I'm trying to show that $\mathbb{R}[\sin t, \cos t]$ consists of all $f$ which has an expression of the form $f(t)=a_0+\sum_{m=1}^n(a_m \cos(mt)+b_m \sin(mt))$ where $a_0,a_m,b_m\in \mathbb{R}$.
Since $e^{it}=\cos t+ i\sin t$, we have $\cos t=\frac{1}{2}(e^{it}+e^{-it})$ and $\sin t=\frac{1}{2i}(e^{it}-e^{-it})$, so $\mathbb{R}[$sin $t$, cos $t]$ is a subring of $\mathbb{C}[e^{it},e^{-it}]$. Can I further conclude that $\mathbb{R}[\sin t, \cos t]$ is a subring of $\mathbb{C}[e^{it}]$? In the polynomial ring we only allow nonnegative powers, so I wasn't sure how to deal with the terms involving $e^{-it}$ to rewrite them as only involving powers of $e^{it}$.

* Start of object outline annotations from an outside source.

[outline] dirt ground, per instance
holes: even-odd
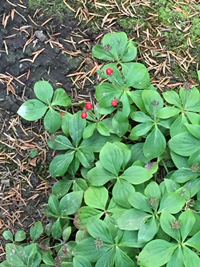
[[[45,222],[44,208],[51,186],[52,151],[41,121],[27,122],[16,114],[34,98],[38,80],[61,87],[73,101],[87,101],[94,93],[87,77],[94,65],[91,47],[98,33],[81,29],[71,13],[64,21],[42,10],[27,10],[26,2],[1,1],[0,18],[0,261],[4,258],[2,232],[29,231]],[[69,76],[73,73],[80,73]],[[31,158],[30,151],[37,149]]]
[[[80,17],[75,18],[70,10],[60,21],[27,6],[26,0],[23,4],[20,0],[1,0],[0,4],[0,261],[5,257],[5,229],[28,233],[34,222],[45,224],[45,205],[56,181],[48,171],[54,156],[46,145],[48,133],[41,121],[19,118],[18,108],[35,97],[33,87],[41,79],[54,89],[64,88],[75,102],[93,100],[98,79],[95,70],[100,63],[92,58],[92,47],[106,32],[125,30],[118,22],[112,27],[115,20],[108,24],[104,20],[107,27],[94,28],[80,23]],[[134,28],[133,39],[139,38],[139,31]],[[183,59],[175,55],[168,62],[170,53],[162,48],[163,38],[153,38],[149,45],[149,32],[143,35],[138,44],[143,54],[139,53],[137,60],[147,64],[152,83],[161,91],[181,86],[185,80],[173,76],[170,64]],[[161,55],[159,64],[152,51]],[[37,151],[33,158],[32,150]]]

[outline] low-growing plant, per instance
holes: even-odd
[[[39,81],[39,100],[20,107],[24,119],[44,116],[48,145],[60,151],[50,174],[60,179],[45,231],[36,223],[31,244],[19,245],[25,233],[6,230],[13,243],[0,266],[200,266],[200,94],[157,92],[136,55],[125,33],[106,34],[93,48],[108,61],[97,103],[72,103],[60,88],[53,96]]]

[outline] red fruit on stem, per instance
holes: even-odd
[[[81,113],[81,118],[86,119],[87,118],[87,112],[82,112]]]
[[[92,103],[91,103],[91,102],[87,102],[87,103],[85,104],[85,108],[86,108],[87,110],[92,109]]]
[[[106,74],[107,75],[112,75],[112,73],[113,73],[113,69],[111,69],[111,68],[107,68],[106,69]]]
[[[111,105],[113,106],[113,107],[116,107],[117,106],[117,100],[116,99],[113,99],[112,101],[111,101]]]

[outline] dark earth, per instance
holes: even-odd
[[[74,102],[93,101],[94,85],[98,83],[95,69],[100,63],[92,58],[91,50],[111,28],[94,29],[82,24],[67,9],[61,21],[42,9],[28,9],[27,0],[23,4],[20,0],[0,2],[1,262],[5,259],[3,231],[24,230],[28,234],[34,222],[40,220],[45,225],[45,205],[56,182],[48,171],[54,156],[46,145],[48,133],[41,121],[27,122],[17,115],[17,110],[24,101],[35,98],[33,87],[41,79],[49,81],[54,89],[64,88]],[[125,29],[117,22],[113,30]],[[137,31],[131,35],[137,37]],[[162,38],[155,38],[154,42],[156,45],[146,51],[155,49],[155,53],[162,53],[156,47]],[[139,51],[142,47],[144,43],[138,44]],[[162,62],[165,59],[160,58]],[[161,71],[161,80],[170,76],[172,85],[182,84],[168,73],[169,68],[165,73],[165,65],[158,69],[154,63],[150,68],[156,73],[154,85],[159,88],[161,83],[156,78]],[[36,156],[31,156],[31,151],[36,151]]]
[[[64,88],[73,101],[88,101],[94,86],[83,74],[94,67],[88,55],[98,32],[77,26],[78,21],[67,11],[60,21],[42,10],[28,10],[26,1],[22,5],[17,0],[1,0],[0,18],[1,262],[5,259],[3,231],[28,233],[34,222],[45,222],[45,205],[56,181],[49,176],[53,151],[46,146],[48,134],[41,121],[27,122],[18,117],[17,110],[24,101],[35,98],[33,87],[41,79],[54,89]],[[73,82],[67,75],[76,71],[83,77],[76,81],[73,76]],[[33,149],[37,155],[31,158]]]

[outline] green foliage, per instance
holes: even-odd
[[[94,56],[112,62],[98,72],[107,81],[96,87],[94,108],[84,109],[87,119],[80,110],[69,112],[63,89],[53,95],[43,81],[34,87],[38,99],[20,107],[25,119],[44,116],[45,127],[54,120],[47,114],[60,116],[57,105],[64,107],[59,125],[56,119],[51,126],[59,134],[48,140],[60,151],[50,173],[62,177],[49,196],[45,233],[36,222],[29,245],[19,244],[23,231],[4,231],[12,243],[1,267],[57,260],[63,267],[199,266],[199,90],[160,95],[146,67],[132,62],[136,52],[125,33],[107,34],[93,48]]]

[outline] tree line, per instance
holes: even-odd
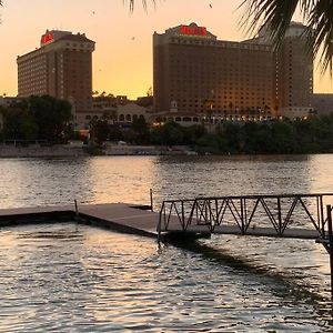
[[[222,122],[214,131],[203,124],[182,127],[169,121],[150,128],[144,119],[130,128],[108,127],[98,120],[92,133],[97,142],[123,140],[130,144],[190,145],[199,153],[326,153],[333,152],[333,113],[306,120]]]
[[[72,132],[71,104],[50,95],[36,97],[0,107],[2,140],[46,140],[65,142]]]

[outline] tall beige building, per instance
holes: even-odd
[[[52,30],[40,48],[18,57],[19,97],[49,94],[65,99],[75,112],[92,109],[92,52],[84,33]]]
[[[309,70],[303,75],[297,73],[302,63],[304,67],[299,46],[302,41],[287,34],[276,57],[263,40],[260,36],[243,42],[222,41],[195,23],[171,28],[162,34],[155,32],[154,110],[262,119],[285,114],[293,108],[302,110],[297,113],[302,117],[309,111],[312,87],[310,60]],[[302,92],[297,89],[300,82]]]

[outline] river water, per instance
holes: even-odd
[[[333,155],[0,160],[1,208],[333,192]],[[313,241],[153,240],[75,225],[0,230],[0,332],[324,332],[329,256]]]

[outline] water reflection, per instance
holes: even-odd
[[[330,192],[331,155],[2,159],[2,208],[148,203],[198,195]]]
[[[36,238],[53,232],[53,238]],[[65,233],[70,241],[58,236]],[[0,253],[9,255],[0,256],[0,331],[317,332],[330,327],[327,303],[295,287],[296,278],[234,260],[213,249],[215,241],[169,245],[158,252],[152,240],[83,225],[3,229]]]

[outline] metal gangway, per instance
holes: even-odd
[[[157,231],[315,240],[330,255],[333,296],[333,193],[199,196],[164,200]]]

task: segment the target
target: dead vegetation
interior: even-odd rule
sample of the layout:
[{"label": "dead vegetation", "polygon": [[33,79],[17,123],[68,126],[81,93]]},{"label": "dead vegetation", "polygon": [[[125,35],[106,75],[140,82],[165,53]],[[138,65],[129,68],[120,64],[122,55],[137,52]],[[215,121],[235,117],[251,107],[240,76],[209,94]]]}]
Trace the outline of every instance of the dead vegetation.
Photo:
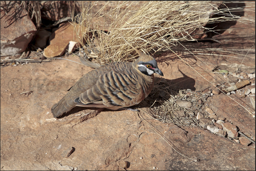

$\sin(t)$ is not a member of the ring $\mathbb{C}[e^{it}]$
Imagine that we could write $\sin(t)$ in the form $\sin(t)=a_0+a_1e^{it}+a_2e^{2it}+...$. By differentiating twice, we would deduce that $-\sin(t)=-a_1e^{it}-4a_2e^{2it}-9a_3e^{3it}-...$. Any attempt to equate coefficients would force all of the coefficients except $a_1$ to be zero. It is not true that $\sin(t)$ can be written in the form $\sin(t)=a_1e^{it}$.
For your original statement, I would suggest that you start by proving that any member of $\mathbb{C}[e^{it},e^{-it}]$ can be written in the form $a_0+\sum_{m=1}^n a_m\cos(mt)+b_m\sin(mt)$ for $a_0,a_m,b_m\in \mathbb{C}$.